Review of Roger Casement: The Black Diaries – With a Study of His Background, Sexuality and Irish Political Life by Jeffrey Dudgeon


Not all the late nineteenth century white men who cut their way into the wealth of untamed Africa were touched by dreams of colonial conquest, territorial gain or massive religious conversion of the native tribes. Sir Roger Casement, it is true, was in deepest Africa, in the Congo, as Consul for Her Majesty’s Imperial Government of the United Kingdom, her colonies – and Ireland. But he was no ordinary diplomat. His task was not to consolidate conquest. In fact the opposite.

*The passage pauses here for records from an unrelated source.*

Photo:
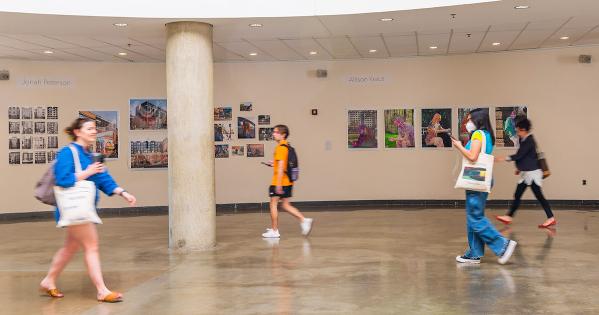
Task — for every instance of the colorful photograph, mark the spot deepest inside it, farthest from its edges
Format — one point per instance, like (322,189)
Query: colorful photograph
(436,128)
(399,128)
(505,125)
(361,129)
(265,134)
(255,150)
(246,128)
(463,134)
(238,150)
(263,119)
(107,124)
(246,107)
(223,113)
(149,153)
(147,114)
(221,151)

He had been sent to Africa in 1895 and was subsequently given the task to effectively expose and restrict the unbridled territorial expansion of Belgium’s King Leopold. The Royal Belgium was the worst of the colonial capitalists. In the Congo he had enslaved the local tribes. He imposed a heartless discipline under which the natives, young and old, were turned to forced labour for the collection of rubber and who suffered severe beatings, physical mutilation, including the chopping off of hands and feet, if they failed to make the King’s quota.
Casement’s work, conducted in the harsh environment of rawest Africa was both dangerous and heroic. The British House of Commons published his report detailing the horrors he had witnessed. He was condemned by the King of Belgium and earned for himself, almost by accident, an international reputation as amongst the finest humanitarians of his age. And a knighthood. He remains one of the lesser-known hero’s of the native African.

This book, which is by far the most comprehensive biography yet written, focuses upon the diaries he wrote whilst serving in the Congo, and the later diaries written whilst exposing similar native exploitation in the Putumayo region of the Amazon. They became the diaries that destroyed him. For Casement, the benighted British diplomat and African hero, became a traitor who was to hang for his role in the 1916 Irish Rebellion. And the homosexual content of his diaries added the fatal weight to his drop from the English gallows.

Dudgeon has, perhaps rightly, seen his life as some kind of template for the complexities of the relationship between England and Ireland. Casement was a protestant. His heart was in the glens of Antrim. His family served the Empire. He became a homosexual. Dudgeon’s meticulous research of his early pre revolutionary life seeks to understand the North of Ireland as much as it seeks to explain Casement. And he succeeds. For all the drama and adventure, the tragedy and the farce of Casement’s life as a diplomat or his revolutionary role in the Rising, what stays with you most is the relationships in North Antrim, sometimes rich, often lonely and isolated. Nothing finer about the North will be written for some time.

On the diaries Dudgeon reveals their full and explicit nature. They are the diaries of an active homosexual. They contain great-untapped wealth for the student of early colonial Africa or for Amazonian environmentalists. But their fame and notoriety lies in the explicit detail of homosexual encounters from Belfast, London, the Canaries, Africa and the Amazon. Dudgeon’s task is to assert the diaries as a genuine record of a gay Irish hero. There are many in Ireland who still believe the diaries were forged by British Intelligence to blacken the name of an Irish Hero and to ensure his hanging for High Treason. They are unlikely to read this complete demolishing of the forgery theories, the best ever published. The diaries themselves were clearly not written for publication. They are rather seedy, often repetitive and without the notoriety attending on the theories of forgery they would not attract the attention they do.

Casement’s role in the rising; his attempts to suborn prisoners of war held by the Kaiser; to raise a brigade of rebels to fight in the rising; his journey by U boat back to a lonely Irish beach and his capture trial and execution, have been better told by other writers, most notably by Montgomery Hyde (Famous Trials 9: Roger Casement-Penguin 1964) But this book, rich with previously unknown photographs, is in the end, more satisfying more complete and perhaps now, the definitive biography of this flawed hero.